January
January
As this week marks the end of January, I feel like “wow what a yeah, huh?” and wait for someone to deadpan respond with “It’s February” You know like that moment in 30 Rock.
I always think that in the beginning of the year that it will be different. That the wreckage that was the previous year will suddenly go away and just because it is January I will be cured of all my illness’ and I will move on. I have to keep reminding myself that that often does not happen. January is normally the hardest month for me. I put a lot of pressure on myself to meet all the goals I made for myself and juggle 700 things. The truth is, is that is does not happen often and my mental health takes a huge hit. It is not cute and often very taxing because I feel as though I have to keep it all together even though I am falling apart at the seams.
To be honest I was really hopeful for this January and the start of a new year, this one felt different. My mental health has been in flux and mainly down since about September and I had been really open about it with everyone around me. I wanted the start of the new year to give me a “breath of fresh air,” to help me start a new. But, boy was I wrong, so wrong. What actually ended up happening was that I leaned so heavily into my sadness that it became me. Things have been a little tough over here since September and they finally came to a head and popped! I have felt suffocated by myself to the point that I hardly feel like myself at all. I moved away from everything that has made me happy, even though I did not feel like I was. I started bursting at the seams, leaking everywhere, including places that I did not want it to.

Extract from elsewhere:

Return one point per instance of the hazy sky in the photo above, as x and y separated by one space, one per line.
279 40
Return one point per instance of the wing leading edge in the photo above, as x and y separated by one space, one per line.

One of the biggest reasons that my life has been a wild ride is my work life balance. I work in a mental health facility as a therapist, which is taxing enough as it is. I have been there for over a year but for the past six months there have been A LOT of changes with the company and it has lead to an intense amount of burn out. I get to work early in the morning and sometimes do not get home until late at night leaving me so tired and with no energy to give to my partner or friends. It has seriously impacted my workout schedule which helps ease my anxiety and I stopped making art as often as I was. Truthfully, I have not been giving enough time to myself. Through working an intense job, being tired, stressed and all around sad, a lot of things just fell by the wayside. I am hardly spending any time alone with myself unless I am on the couch watching TV that I don't even remember watching. I have been on auto- pilot for months. It is also the winter so sometimes this happens, but this year there has been a HUGE shift. In the summer I spent so much time alone with myself and my thoughts. I used to bike to work and that ability to just be one with the bike and the road was just so important to me. I just do not do that anymore. I take the train to work everyday that is not fun and always packed and I hardly move my body in a way that feels like it is just for me! I just have stopped fighting for myself, I didn’t feel like I deserved it. I didn’t like the person I was presenting to the world, to be honest I did not even know that person.
What happened was, was when I am in this place (yes I have been here before) I do not like being with myself. I have incredibly intrusive thoughts and everything just swirls around with no end in sight. It takes a lot of work to get out of here, but I am working hard to get there. There are times where it seems scary because I push away a lot of people during these times, people that I love and deeply care about because I need to fully cleanse, reach inside myself and find myself.
I have had a big revelation this month and it has helped me realize that I ultimately believe that everything is going to be okay, it always is. I will figure out my work life balance in this job or find a new one that may actually allow me to focus on my own mental health without holding onto 6 other people’s. I have also already started making very positive changes and I am seeing effects. Starting this blog for one has been incredibly helpful, I am able to share with the world my love for art making and it is forcing me to create something new each week! My cousin also got me a Happiness Planner that I have been journaling in every night of 1 thing that makes me happy and answering some questions around the concept of happiness. I bought a sketch book with all new markers, colored pencils and pens to start making art daily/ more often. I have decided to switch my workout schedule to more morning workouts so I cannot miss them if I have to work late/ if something happens. I am scheduling date nights with KC to spend more ~ quality ~ time together. Yes, I decided to make some big drastic changes, but not any that are too far away from where I was 6 months ago. I read an article recently about how to get your happiness back and it stated that carving out time to do things you love everyday is important. I thought to myself that I hardly have time to do such things, but I cannot see how that makes sense. I once had time, where did my time go? It didn’t go anywhere, it is still here, I just forgot how to use it! So carving out more time for the things and people I love is exactly what I am going to be doing!!! The key word here is ME. I am going to start taking the time to be with myself doing the things I love and working towards becoming the best version of myself. I just have to keep reminding myself that right now I may be small but I am growing.